UC is a mucosal disease that usually involves the rectum and extends proximally to involve all or part of the colon. Approximately 40 to 50% of patients have disease limited to the rectum and rectosigmoid, 30 to 40% have disease extending beyond the sigmoid but not involving the whole colon, and 20% have a total colitis. Proximal spread occurs in continuity without areas of uninvolved mucosa. When the whole colon is involved, the inflammation extends 1 to 2 cm into the terminal ileum in 10 to 20% of patients. This is called backwash ileitis and has little clinical significance. Although variations in macroscopic activity may suggest skip areas, biopsies from normal-appearing mucosa are usually abnormal. Thus, it is important to obtain multiple biopsies from apparently uninvolved mucosa, whether proximal or distal, during endoscopy.

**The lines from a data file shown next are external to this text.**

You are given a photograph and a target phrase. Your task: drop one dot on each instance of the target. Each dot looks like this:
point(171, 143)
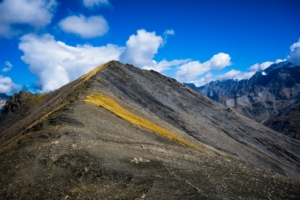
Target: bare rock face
point(120, 132)
point(3, 99)
point(264, 97)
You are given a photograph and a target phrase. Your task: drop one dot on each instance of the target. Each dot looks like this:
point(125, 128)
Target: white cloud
point(141, 48)
point(164, 65)
point(32, 13)
point(8, 66)
point(259, 67)
point(7, 86)
point(169, 32)
point(92, 3)
point(56, 63)
point(294, 56)
point(262, 66)
point(86, 27)
point(190, 71)
point(204, 80)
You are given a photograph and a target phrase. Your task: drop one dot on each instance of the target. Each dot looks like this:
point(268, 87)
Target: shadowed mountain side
point(187, 146)
point(263, 97)
point(3, 99)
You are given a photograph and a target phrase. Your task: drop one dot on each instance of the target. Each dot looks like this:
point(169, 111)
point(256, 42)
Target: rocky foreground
point(120, 132)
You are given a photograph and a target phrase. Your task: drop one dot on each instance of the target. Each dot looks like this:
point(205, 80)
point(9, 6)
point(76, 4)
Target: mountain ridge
point(81, 150)
point(264, 96)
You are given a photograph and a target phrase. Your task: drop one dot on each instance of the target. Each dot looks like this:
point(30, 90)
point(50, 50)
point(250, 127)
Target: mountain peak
point(139, 134)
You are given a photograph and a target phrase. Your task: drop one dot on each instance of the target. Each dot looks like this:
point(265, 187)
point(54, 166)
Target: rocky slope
point(3, 99)
point(120, 132)
point(265, 97)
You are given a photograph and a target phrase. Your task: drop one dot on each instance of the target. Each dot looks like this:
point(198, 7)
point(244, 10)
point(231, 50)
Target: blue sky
point(45, 44)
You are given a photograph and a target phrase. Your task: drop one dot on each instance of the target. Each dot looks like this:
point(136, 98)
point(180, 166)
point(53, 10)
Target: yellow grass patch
point(115, 108)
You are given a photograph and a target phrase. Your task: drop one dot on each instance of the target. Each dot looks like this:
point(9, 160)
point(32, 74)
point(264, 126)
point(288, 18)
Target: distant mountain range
point(120, 132)
point(270, 97)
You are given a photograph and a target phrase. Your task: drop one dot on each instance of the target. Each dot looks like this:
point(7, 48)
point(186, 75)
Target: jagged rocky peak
point(125, 133)
point(263, 97)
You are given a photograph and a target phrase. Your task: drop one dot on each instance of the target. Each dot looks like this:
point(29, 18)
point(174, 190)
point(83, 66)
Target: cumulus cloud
point(236, 75)
point(92, 3)
point(7, 86)
point(294, 56)
point(204, 80)
point(31, 13)
point(56, 63)
point(191, 70)
point(141, 49)
point(169, 32)
point(262, 66)
point(86, 27)
point(259, 67)
point(8, 66)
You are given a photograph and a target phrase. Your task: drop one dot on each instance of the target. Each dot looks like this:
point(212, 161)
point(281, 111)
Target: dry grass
point(115, 108)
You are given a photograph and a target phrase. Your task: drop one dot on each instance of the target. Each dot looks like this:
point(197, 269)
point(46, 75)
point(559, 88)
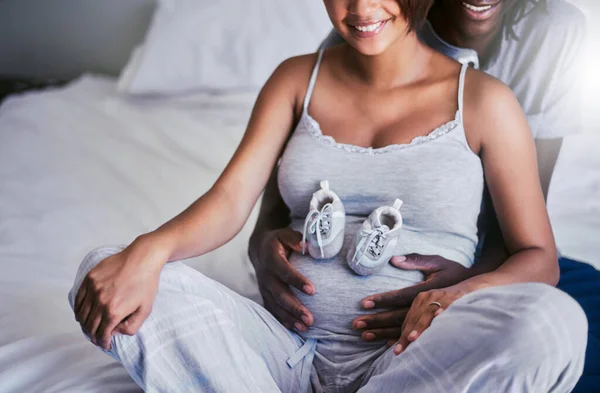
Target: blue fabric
point(582, 282)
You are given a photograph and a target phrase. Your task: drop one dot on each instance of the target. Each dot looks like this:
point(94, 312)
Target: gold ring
point(436, 304)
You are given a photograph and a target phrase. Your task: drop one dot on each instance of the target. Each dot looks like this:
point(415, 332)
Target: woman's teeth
point(368, 28)
point(475, 8)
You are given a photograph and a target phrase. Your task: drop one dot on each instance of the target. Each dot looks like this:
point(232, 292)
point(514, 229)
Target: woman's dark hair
point(415, 12)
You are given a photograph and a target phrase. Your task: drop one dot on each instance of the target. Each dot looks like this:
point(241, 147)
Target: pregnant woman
point(381, 117)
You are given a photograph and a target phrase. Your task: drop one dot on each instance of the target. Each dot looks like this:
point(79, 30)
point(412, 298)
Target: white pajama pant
point(203, 337)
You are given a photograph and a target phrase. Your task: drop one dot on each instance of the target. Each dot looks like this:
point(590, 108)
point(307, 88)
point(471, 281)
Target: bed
point(85, 165)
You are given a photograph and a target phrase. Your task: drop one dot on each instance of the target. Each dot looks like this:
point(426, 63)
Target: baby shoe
point(376, 240)
point(324, 224)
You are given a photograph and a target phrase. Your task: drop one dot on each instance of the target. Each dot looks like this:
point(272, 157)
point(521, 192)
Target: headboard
point(65, 38)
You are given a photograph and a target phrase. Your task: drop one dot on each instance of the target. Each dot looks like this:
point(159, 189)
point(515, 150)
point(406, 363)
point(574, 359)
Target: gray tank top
point(439, 178)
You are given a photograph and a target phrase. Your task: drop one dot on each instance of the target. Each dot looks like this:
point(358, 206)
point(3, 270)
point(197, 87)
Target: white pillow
point(216, 45)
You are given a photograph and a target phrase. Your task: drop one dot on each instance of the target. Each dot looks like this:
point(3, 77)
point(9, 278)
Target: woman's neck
point(401, 63)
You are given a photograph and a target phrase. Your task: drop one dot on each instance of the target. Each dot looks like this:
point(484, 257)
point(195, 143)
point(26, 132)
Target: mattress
point(82, 167)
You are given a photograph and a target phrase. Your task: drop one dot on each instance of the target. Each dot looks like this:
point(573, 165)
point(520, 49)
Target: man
point(533, 46)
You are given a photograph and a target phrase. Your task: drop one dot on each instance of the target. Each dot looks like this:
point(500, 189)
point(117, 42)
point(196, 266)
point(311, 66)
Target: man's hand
point(275, 275)
point(387, 325)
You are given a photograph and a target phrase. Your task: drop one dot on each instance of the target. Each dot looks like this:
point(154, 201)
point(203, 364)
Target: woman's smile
point(368, 29)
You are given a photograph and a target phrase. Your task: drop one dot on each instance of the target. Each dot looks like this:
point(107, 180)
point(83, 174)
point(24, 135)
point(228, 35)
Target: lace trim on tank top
point(314, 128)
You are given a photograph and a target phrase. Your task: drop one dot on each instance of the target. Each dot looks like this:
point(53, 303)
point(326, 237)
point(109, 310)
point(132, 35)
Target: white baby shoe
point(324, 225)
point(376, 240)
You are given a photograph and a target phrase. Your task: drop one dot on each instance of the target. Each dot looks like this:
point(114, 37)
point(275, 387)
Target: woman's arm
point(117, 294)
point(498, 129)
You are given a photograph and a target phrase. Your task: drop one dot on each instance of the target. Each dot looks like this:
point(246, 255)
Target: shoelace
point(317, 222)
point(372, 241)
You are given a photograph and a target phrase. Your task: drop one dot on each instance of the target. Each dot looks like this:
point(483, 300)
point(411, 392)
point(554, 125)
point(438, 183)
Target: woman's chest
point(436, 174)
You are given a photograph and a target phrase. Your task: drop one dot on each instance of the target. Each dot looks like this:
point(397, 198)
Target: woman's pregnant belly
point(340, 291)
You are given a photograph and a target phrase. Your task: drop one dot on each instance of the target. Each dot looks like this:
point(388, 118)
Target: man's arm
point(271, 243)
point(273, 214)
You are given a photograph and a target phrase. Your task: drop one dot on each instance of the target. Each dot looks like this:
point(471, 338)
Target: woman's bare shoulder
point(293, 75)
point(489, 107)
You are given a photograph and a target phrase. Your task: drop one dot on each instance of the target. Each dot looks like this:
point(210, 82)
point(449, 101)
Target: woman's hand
point(117, 295)
point(387, 325)
point(275, 275)
point(425, 308)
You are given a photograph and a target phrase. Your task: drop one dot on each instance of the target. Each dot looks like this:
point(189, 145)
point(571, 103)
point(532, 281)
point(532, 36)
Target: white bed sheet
point(81, 167)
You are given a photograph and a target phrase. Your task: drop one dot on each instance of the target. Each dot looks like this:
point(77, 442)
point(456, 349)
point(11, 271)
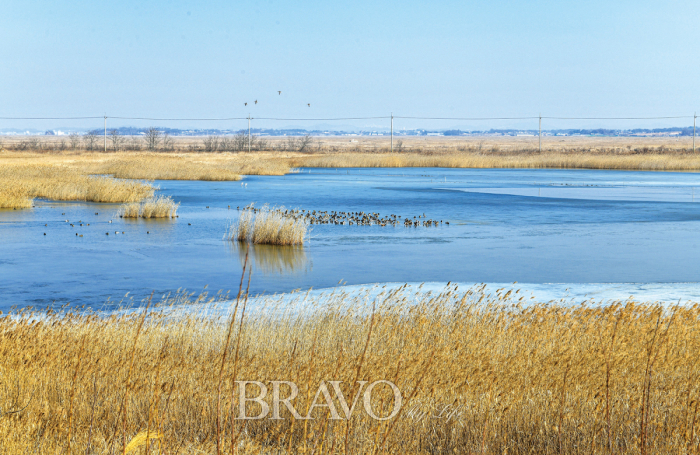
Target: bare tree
point(305, 143)
point(117, 140)
point(90, 140)
point(133, 143)
point(168, 143)
point(74, 141)
point(261, 144)
point(211, 143)
point(240, 142)
point(226, 144)
point(299, 144)
point(152, 138)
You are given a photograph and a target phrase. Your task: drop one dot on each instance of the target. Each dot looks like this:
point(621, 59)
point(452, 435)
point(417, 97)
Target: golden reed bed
point(70, 175)
point(157, 207)
point(106, 177)
point(268, 226)
point(477, 373)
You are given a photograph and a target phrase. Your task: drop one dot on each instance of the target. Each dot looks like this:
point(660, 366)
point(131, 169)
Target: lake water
point(603, 233)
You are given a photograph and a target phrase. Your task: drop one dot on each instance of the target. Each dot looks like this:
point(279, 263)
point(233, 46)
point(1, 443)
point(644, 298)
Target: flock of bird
point(353, 218)
point(326, 217)
point(279, 92)
point(80, 223)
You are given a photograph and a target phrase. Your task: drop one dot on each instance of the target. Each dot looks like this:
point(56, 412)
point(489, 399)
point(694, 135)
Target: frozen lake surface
point(606, 233)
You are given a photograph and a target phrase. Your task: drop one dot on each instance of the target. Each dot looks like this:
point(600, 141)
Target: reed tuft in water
point(269, 226)
point(158, 207)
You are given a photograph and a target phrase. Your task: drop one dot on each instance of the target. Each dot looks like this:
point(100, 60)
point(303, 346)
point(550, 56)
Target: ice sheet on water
point(362, 296)
point(616, 193)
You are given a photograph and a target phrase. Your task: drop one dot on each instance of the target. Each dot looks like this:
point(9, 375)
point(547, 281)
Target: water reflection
point(271, 259)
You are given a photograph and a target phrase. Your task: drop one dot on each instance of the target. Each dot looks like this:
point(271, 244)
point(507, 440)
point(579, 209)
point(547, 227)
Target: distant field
point(45, 166)
point(362, 144)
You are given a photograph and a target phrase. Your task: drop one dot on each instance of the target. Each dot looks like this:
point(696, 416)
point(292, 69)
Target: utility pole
point(392, 132)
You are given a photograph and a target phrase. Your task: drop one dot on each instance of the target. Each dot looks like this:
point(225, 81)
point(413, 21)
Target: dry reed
point(268, 226)
point(478, 372)
point(20, 183)
point(518, 159)
point(158, 207)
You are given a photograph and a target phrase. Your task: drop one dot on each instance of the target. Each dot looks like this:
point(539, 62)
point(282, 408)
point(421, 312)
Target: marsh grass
point(478, 372)
point(269, 226)
point(20, 184)
point(527, 159)
point(158, 207)
point(271, 259)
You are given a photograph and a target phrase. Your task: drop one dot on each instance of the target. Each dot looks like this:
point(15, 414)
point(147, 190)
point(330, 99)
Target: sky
point(195, 59)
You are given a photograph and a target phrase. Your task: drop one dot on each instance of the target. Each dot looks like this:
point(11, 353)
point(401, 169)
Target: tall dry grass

With mild inflammation, the mucosa is erythematous and has a fine granular surface that looks like sandpaper. In more severe disease, the mucosa is hemorrhagic, edematous, and ulcerated. In long-standing disease, inflammatory polyps (pseudopolyps) may be present as a result of epithelial regeneration. The mucosa may appear normal in remission but in patients with many years of disease it appears atrophic and featureless and the entire colon becomes narrowed and foreshortened. Patients with fulminant disease can develop a toxic colitis or a toxic megacolon where the bowel wall becomes very thin and the mucosa is severely ulcerated, which may lead to perforation.

 

 

ULCERATIVE COLITIS: MICROSCOPIC FEATURES

Histologic findings correlate well with the endoscopic appearance and clinical course of UC. The process is limited to the mucosa and superficial submucosa with deeper layers unaffected except in fulminant disease. In UC, two major histologic features are indicative of chronicity and help distinguish it from infectious or acute self-limited colitis. First, the crypt architecture of the colon is distorted; crypts may be bifid and reduced iumber, often with a gap between the crypt bases and the muscularis mucosae. Second, some patients have basal plasma cells and multiple basal lymphoid aggregates. Mucosal vascular congestion with edema and focal hemorrhage, and an inflammatory cell infiltrate of neutrophils, lymphocytes, plasma cells, and macrophages may be present. The neutrophils invade the epithelium, usually in the crypts, and give rise to cryptitis and, ultimately, to crypt abscesses. The cryptitis is associated with mucus discharge from goblet cells and increased epithelial cell turnover. Histologically, this results in goblet cell depletion. Other chronic changes that are sometimes seen are neuronal hypertrophy and fibromuscular hyperplasia of the muscularis mucosae.

 

Chronic Ulcerative Colitis

 

These photos are from a total colectomy done for clinically severe, intractable chronic ulcerative colitis (CUC). The photo above shows a veritable shag carpet of inflammatory pseudopolyps. Yes, this does look an awful lot like a case of familial adenomatous polyposis, but microscopically there was no adenomatous or otherwise dysplastic change anywhere in the whole colon.

The photo below may look like bacon frying in a cast iron skillet, but it’s actually a closeup of three longitudinal sections through the colon wall. For each section, the serosa/adventitial connective tissue is shown as bright yellow lumps on the bottom. Right above is the ribbon-like muscularis propria, unbesmirched and indifferent to the devastation that has made an inflammatory ruin of the mucosa and submucosa above it.